Late in the game when it was clear that UConn had the title secured, Raftery brought Nantz’s name into the conversation on the broadcast.

He was quickly shut down.

“I just didn’t want this to be about my farewell,” Nantz said. “Raft brought it up late in the game and I said, ‘I love you but with all due respect this a moment that belongs to UConn.’”

Once the final buzzer sounded, Nantz finally took a moment to bid his farewell and express his gratitude for the journey college basketball had taken him on.

With his emotions flowing, Nantz signed off one final time with a riff on his famous Hello friends” greeting.

“To you, to everybody in the college game, to the CBS family, my family, all the viewers, thank you for being my friend,” Nantz said.

The ritual

After the confetti had fallen, Nantz took the platform at midcourt to conduct the postgame ceremonies one last time. 

Nantz congratulated UConn on winning the national title and interviewed Dan Hurley, the head coach of the Huskies, and several players.

Then came the sweetest moment of all.

While UConn went to cut nets, Nantz stepped down from the platform and went to find his oldest daughter, Caroline. Moments later, Nantz put his left arm around her. Caroline put her right arm around her father. Then, the two shared a ritual that goes all the way back to when Caroline was just 11 months old.

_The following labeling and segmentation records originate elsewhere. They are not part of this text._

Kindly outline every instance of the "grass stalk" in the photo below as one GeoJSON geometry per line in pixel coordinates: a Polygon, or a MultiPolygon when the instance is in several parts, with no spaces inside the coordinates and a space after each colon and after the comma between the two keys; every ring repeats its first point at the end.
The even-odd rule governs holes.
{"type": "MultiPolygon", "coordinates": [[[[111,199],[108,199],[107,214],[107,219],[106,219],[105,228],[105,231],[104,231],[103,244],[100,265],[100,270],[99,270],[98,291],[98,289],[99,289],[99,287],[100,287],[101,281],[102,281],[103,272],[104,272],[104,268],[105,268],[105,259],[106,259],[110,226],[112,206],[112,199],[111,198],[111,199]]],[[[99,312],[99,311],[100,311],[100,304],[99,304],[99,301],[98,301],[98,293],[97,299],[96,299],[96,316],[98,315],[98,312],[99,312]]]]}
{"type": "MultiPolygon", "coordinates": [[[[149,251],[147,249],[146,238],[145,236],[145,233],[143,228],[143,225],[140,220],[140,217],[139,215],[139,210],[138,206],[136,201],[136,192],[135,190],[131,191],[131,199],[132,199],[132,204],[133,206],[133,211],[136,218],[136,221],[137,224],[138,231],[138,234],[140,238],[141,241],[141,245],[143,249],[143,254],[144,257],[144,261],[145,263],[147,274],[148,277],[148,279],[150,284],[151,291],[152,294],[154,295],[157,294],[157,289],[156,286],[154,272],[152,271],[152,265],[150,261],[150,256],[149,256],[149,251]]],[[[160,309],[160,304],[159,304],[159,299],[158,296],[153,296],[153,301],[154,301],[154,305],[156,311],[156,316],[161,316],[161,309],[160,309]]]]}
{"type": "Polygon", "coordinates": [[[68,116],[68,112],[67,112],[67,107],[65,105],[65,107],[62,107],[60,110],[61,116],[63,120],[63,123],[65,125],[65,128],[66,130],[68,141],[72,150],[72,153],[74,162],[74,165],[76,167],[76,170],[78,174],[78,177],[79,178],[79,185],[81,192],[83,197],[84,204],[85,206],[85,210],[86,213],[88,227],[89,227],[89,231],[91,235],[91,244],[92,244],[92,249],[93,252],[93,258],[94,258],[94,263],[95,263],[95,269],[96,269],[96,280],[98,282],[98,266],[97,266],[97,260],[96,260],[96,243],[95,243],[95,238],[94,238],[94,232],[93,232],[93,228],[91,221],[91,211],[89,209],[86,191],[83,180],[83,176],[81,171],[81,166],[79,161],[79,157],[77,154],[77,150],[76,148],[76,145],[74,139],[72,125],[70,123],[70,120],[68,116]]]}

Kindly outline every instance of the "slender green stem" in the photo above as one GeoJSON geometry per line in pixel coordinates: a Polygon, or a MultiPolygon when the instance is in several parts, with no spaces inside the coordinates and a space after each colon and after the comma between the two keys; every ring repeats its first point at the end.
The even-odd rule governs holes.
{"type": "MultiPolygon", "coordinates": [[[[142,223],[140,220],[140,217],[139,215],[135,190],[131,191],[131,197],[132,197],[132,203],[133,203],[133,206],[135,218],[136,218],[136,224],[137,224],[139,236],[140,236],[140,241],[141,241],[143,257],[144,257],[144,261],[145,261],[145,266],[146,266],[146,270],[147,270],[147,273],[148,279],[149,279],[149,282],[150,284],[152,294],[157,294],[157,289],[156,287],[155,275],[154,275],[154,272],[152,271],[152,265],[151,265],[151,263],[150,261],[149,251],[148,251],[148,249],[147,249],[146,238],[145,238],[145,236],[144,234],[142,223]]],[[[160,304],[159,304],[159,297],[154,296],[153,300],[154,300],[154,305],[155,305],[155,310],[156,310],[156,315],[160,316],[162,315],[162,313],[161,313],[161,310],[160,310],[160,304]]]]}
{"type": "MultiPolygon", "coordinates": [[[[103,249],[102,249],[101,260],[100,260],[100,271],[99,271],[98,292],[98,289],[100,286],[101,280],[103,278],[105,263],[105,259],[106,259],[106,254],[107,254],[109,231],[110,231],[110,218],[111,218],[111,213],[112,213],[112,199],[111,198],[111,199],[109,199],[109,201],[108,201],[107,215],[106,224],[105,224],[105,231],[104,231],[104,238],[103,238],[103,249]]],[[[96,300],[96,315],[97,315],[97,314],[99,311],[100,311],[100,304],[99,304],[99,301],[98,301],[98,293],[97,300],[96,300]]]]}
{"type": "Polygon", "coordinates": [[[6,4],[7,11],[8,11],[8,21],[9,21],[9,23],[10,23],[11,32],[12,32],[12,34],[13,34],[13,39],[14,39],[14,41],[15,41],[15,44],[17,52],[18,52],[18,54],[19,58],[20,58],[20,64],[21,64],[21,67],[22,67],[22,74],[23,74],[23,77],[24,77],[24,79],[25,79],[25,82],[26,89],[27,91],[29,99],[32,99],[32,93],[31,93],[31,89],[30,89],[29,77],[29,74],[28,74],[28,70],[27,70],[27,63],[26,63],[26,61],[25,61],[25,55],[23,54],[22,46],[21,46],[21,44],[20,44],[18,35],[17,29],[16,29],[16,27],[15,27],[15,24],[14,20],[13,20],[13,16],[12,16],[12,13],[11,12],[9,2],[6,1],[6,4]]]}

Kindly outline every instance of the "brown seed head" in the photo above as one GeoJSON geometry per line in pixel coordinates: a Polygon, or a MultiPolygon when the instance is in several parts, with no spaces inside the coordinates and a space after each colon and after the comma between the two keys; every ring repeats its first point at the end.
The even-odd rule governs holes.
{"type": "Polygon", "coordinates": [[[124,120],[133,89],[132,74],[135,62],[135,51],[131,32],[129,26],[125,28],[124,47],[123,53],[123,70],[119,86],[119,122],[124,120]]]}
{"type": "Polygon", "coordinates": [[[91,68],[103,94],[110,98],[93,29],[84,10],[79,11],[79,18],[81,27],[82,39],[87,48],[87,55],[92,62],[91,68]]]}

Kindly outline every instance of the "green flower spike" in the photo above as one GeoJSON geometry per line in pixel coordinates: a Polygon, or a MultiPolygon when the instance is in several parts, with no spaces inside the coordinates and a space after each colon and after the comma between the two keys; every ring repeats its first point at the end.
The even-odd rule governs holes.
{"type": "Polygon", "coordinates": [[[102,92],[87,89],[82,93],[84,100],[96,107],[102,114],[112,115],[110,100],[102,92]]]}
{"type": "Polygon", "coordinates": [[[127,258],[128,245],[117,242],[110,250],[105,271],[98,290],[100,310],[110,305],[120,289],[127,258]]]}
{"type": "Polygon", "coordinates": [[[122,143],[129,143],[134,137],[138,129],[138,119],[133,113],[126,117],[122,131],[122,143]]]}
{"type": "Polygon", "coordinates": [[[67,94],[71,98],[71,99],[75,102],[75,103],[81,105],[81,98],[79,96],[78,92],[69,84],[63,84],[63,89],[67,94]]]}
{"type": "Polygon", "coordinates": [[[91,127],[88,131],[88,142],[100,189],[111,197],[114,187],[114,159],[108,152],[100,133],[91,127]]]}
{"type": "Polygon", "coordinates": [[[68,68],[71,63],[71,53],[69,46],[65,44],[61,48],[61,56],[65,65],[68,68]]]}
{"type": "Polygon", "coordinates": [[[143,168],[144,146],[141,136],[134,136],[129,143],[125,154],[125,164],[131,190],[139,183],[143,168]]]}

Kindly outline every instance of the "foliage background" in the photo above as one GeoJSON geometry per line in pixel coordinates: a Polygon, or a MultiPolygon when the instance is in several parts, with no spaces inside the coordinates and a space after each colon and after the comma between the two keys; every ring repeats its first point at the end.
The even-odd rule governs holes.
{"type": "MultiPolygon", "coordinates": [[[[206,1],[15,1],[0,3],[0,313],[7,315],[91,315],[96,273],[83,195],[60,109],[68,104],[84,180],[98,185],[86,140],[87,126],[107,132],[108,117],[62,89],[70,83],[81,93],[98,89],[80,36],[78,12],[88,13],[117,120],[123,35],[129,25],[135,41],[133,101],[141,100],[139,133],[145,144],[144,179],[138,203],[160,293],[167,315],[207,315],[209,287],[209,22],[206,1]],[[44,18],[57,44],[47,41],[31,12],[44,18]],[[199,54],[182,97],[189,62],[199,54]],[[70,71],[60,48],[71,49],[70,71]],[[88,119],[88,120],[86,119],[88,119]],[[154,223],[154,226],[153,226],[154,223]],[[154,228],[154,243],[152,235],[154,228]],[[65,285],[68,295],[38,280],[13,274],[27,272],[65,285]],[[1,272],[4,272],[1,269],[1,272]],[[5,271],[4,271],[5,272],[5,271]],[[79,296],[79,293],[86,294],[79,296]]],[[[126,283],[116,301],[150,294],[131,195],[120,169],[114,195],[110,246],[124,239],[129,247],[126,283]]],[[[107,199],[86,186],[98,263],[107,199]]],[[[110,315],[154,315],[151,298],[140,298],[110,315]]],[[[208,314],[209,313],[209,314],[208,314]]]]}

They both looked up at the big screen and watched “One Shining Moment,” the annual montage of highlights from the tournament set to the iconic song written by David Barrett in 1986. Sharing this special moment with his eldest daughter from the court one final time, Nantz, visibly emotional, cherished every second of it.

Typically, Nantz would bolt out shortly after the conclusion of the iconic video and get on a plane to Augusta, Georgia, to prepare to call The Masters. But Nantz could hardly take a step without hugging someone or giving out a handshake. All Nantz could feel was gratitude. 

He summed up the magical night by borrowing a line from his favorite Christmas carol, “O Come All Ye Faithful.”

“Tonight for me was joyful and triumphant,” Nantz said.

Heading home

Nantz will still call golf’s greatest tournament later in the week, but he decided he will do something he has never done before. 

Instead of heading straight to Augusta, he will not arrive until later Tuesday or sometime on Wednesday.

There’s another pressing matter Nantz feels the need to take care of first.

He wanted to go home and hug his kids.

“I realized I’m running on empty, and I need to get refueled,” Nantz said. “To do that, I’m going to do something I’ve never done before between the Final Four and The Masters. I’m going home. Back to the place where I belong.”